- Born: Brooklyn, New York
- Education: Fashion Institute of Technology
- Occupation: Fashion designer
- Website: www.kimberlygoldson.com

= Kimberly Goldson =

American fashion designer

Kimberly Goldson is an American fashion designer and former finalist on Project Runway. She is also the founder of her namesake fashion line, Kimberly Goldson, exhibiting at shows such as New York Fashion Week.

==Early life and education ==

Goldson was born and raised in Brooklyn, New York. She was inspired by fashion at an early age and attended Fashion Institute of Technology where she studied fashion merchandising.

==Career==

Goldson started her career as a fashion designer by creating custom garments for private clients.

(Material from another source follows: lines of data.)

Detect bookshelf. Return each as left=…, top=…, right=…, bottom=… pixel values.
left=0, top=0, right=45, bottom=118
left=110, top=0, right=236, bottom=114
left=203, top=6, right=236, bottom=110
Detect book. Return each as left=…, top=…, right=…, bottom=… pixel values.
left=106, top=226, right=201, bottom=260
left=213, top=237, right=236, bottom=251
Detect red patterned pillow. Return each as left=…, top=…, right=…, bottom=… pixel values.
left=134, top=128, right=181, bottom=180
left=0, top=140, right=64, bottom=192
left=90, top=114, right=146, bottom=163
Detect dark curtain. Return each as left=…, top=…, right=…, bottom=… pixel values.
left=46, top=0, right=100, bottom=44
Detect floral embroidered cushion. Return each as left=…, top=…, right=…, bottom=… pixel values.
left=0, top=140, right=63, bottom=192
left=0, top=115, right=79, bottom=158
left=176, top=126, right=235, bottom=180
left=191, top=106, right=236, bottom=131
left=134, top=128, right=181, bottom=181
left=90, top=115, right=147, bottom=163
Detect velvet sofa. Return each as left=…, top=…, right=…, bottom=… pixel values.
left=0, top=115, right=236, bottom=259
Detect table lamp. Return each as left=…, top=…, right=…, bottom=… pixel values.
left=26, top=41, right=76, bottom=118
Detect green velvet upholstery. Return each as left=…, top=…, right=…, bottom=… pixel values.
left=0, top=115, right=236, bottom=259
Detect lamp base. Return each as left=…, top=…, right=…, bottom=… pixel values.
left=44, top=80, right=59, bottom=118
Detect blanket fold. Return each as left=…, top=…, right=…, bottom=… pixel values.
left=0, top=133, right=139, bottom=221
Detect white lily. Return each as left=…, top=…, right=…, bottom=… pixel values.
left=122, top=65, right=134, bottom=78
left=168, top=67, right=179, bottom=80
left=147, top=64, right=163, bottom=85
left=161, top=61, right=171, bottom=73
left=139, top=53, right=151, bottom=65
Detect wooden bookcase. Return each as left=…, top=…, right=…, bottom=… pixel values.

Goldson has been a contestant on the Project Runway reality television show, including Project Runway All Stars. She tried out for Season 6 of the show but was told she needed more experience. She returned three years later and was a finalist in Season 9. In Season 6 of Project Runway All Stars, she was eliminated in episode 7.

Goldson was one of the creators of LeBron James' women's shoe known as "The Strongest" campaign. It was his 16th Nike shoe release and designed exclusively by women for women. Nike used three African American women designers, Goldson, Fe Noel and Undra Duncan, who were handpicked by multicultural designer platform, Harlem’s Fashion Row for the project.

Goldson is the founder of her own fashion brand, "Kimberly Goldson". She has exhibited at shows such as Mercedes-Benz Fashion Week and Harlem's Fashion Row during New York Fashion Week.